Isa Town largely comprises affluent villas, and is home to many members of Bahrain's educated middle class. In the 2002 election, it was one of the few areas of Bahrain not to be entirely represented by an Islamist or right-wing MP, with Abdnabi Salman of the formerly communist Democratic Bloc winning the seat. In 2006's election, ex-Harvard academic Dr Munira Fakhro of Wa'ad lost in controversial circumstances to Sunni Islamist Dr Salah Ali of Al-Menbar Islamic Society.

===Isa Town Market inferno===
On 15 July 2012, the Isa Town marketplace caught fire, damaging more than 450 shops and causing damages amounting to hundreds of thousands of dinars. It took dozens of firefighters and around 30 fire engines more than five hours to control the blaze. There were no reported casualties although two firemen were hospitalized due to smoke inhalation. It was estimated that two-thirds of the market was destroyed.

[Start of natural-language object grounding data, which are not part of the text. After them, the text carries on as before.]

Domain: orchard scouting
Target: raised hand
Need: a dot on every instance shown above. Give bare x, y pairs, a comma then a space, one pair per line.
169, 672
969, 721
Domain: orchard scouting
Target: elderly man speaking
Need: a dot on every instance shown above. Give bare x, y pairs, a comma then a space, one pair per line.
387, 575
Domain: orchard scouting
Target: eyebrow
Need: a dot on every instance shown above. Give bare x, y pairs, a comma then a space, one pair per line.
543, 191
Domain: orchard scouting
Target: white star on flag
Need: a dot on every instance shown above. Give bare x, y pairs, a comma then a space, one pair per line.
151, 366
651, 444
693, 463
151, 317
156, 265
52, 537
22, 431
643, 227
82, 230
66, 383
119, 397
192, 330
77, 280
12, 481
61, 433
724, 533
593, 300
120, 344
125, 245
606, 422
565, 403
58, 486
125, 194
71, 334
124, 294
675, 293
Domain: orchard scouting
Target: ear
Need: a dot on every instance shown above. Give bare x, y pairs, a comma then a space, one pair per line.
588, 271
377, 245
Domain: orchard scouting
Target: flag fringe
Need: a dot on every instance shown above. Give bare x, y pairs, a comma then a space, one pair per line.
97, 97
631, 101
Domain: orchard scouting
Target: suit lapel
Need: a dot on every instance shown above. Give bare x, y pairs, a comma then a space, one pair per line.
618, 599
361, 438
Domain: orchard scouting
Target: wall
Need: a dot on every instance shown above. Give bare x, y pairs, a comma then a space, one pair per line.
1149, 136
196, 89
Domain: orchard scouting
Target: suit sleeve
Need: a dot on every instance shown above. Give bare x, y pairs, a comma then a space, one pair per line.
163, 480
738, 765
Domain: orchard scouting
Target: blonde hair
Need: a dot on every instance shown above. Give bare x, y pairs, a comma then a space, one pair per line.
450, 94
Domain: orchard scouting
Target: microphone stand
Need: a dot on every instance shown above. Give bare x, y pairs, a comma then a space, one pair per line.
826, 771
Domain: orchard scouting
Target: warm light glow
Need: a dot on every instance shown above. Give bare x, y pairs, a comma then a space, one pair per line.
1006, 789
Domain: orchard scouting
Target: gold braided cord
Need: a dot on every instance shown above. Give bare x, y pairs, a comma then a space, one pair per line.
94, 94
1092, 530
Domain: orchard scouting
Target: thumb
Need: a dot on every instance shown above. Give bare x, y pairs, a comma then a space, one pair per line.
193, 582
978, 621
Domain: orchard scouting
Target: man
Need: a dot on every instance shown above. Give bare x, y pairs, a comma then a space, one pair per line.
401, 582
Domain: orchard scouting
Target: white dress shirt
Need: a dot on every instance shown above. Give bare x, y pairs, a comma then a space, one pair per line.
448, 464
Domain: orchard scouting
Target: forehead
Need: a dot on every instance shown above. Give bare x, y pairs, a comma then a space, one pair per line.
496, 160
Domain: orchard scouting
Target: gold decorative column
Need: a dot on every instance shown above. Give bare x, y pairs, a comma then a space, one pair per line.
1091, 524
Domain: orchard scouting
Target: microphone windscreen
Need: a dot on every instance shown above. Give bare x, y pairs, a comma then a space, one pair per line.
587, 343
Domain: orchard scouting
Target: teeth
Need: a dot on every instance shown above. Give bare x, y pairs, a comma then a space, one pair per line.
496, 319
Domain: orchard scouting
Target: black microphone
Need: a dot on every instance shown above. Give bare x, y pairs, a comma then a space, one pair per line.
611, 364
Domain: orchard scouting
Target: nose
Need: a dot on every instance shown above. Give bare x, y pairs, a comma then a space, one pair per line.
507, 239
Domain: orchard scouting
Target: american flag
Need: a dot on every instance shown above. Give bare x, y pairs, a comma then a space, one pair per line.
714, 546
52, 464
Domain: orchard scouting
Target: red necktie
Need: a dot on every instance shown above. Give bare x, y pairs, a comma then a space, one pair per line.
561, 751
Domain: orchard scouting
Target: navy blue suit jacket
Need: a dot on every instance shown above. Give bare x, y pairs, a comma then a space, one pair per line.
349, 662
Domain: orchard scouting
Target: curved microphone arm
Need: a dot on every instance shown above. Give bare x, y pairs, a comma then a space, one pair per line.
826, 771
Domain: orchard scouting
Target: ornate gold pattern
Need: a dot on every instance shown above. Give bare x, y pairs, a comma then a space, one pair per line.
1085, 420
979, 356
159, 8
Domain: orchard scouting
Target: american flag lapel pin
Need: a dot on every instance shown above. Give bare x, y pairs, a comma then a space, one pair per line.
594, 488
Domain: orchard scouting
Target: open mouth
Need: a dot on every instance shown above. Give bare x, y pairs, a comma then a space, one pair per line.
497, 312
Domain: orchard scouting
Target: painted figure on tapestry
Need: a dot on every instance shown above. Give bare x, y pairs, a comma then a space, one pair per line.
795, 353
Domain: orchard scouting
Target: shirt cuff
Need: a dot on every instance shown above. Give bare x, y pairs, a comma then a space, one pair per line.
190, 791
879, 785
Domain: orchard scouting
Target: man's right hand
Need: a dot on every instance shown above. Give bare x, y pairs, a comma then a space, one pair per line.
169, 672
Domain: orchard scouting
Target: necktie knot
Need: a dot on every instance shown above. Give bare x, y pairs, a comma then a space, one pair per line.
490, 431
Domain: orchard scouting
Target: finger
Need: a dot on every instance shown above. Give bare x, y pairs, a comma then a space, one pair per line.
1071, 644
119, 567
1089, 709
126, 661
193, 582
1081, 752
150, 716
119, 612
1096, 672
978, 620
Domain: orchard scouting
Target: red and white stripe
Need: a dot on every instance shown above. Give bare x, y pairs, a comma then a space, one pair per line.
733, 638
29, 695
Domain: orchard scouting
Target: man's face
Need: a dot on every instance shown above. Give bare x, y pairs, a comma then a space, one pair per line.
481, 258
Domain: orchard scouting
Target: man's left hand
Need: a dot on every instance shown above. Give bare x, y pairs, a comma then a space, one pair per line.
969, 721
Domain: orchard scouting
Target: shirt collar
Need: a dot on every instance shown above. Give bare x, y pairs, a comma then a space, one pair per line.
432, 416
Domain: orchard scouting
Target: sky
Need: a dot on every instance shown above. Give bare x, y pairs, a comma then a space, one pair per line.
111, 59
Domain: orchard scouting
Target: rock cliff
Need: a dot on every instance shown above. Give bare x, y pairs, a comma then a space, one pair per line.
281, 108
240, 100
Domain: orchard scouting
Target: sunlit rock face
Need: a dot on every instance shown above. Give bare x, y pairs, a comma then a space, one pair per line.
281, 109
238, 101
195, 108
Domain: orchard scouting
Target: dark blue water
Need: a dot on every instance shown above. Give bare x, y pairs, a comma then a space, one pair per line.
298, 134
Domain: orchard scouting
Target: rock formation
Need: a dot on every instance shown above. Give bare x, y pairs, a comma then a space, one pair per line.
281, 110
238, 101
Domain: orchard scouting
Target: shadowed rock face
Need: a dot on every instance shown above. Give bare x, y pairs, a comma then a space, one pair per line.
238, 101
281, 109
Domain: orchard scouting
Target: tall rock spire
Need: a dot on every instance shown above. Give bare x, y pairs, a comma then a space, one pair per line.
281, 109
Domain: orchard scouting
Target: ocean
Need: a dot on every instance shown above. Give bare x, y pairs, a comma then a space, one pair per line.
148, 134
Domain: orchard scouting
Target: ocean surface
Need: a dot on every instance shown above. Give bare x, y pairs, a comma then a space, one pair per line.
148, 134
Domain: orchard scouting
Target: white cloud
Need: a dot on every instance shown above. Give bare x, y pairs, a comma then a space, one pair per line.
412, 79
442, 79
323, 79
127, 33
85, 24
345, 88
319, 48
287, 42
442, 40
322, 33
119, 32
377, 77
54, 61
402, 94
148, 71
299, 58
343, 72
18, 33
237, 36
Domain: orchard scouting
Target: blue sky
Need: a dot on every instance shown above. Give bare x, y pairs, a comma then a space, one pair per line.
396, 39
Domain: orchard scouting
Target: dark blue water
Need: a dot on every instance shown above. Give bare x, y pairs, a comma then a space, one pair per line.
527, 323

Bahrain's Prime Minister at the time, Khalifa bin Salman al-Khalifa, ordered a probe to be set up to investigate the incident.

==Economy==
Isa Town is famous for its traditional marketplace. The National Driving School and the Directorate of Road Traffic have their headquarters in Isa Town. Other offices include the Ministry of Education and the Ministry of Information, which includes the Bahrain Radio & TV broadcasting station, in Isa Town. Besides the market, the main landmark is the Bahrain National Stadium. The Bahrain Polytechnic campus is situated on the old site of Bahrain University's campus.

==Education==
Isa Town is the location of multiple private schools in Bahrain, with the Indian School, The New Indian School, Pakistan Urdu School, Sacred Heart School, Ibn Khuldoon National School, Pakistan School, The Bahrain Bayan School, the Naseem International School and the St. Christopher's School, all concentrated in a small zone which also includes the Isa Town campus of the University of Bahrain.
=== Pakistan School, Bahrain ===

Pakistan School, Bahrain (PSB; ) is a Pakistan International School located in Isa Town, Bahrain. The school was founded in July 1968 by a group of overseas Pakistanis. Originally the school was housed at a rented building in Manama with 100 students. With a gradual increase in enrollment, the need to construct a school building was deemed necessary, to provide all modern educational facilities. At the request of the managing committee of the school, the Kingdom of Bahrain leased land in Isa Town for the construction of the school. The Minister of Education Ali M. Fakhro, laid the foundation stone of the school on 10 January 1983 while H.E Salman, Crown Prince of Bahrain performed the inauguration of the building on 23 March 1985. The building was again expanded and on 25 September 1993, Jinnah Block was inaugurated. On 5 June 1995, Dr. Abdul Qadeer Khan inaugurated Sir Syed Block.

==Healthcare==
Isa Town health centre is the town's primary public healthcare facility offering primary care services to residents.

==Notable residents==
Saudi singer, Rashed Al-Majed, the Bahraini guitarist Khalid Al-Thawadi and the Brothers Band (فرقة الأخوة) drummer, Wajeeh Hassan live in Madinat Isa.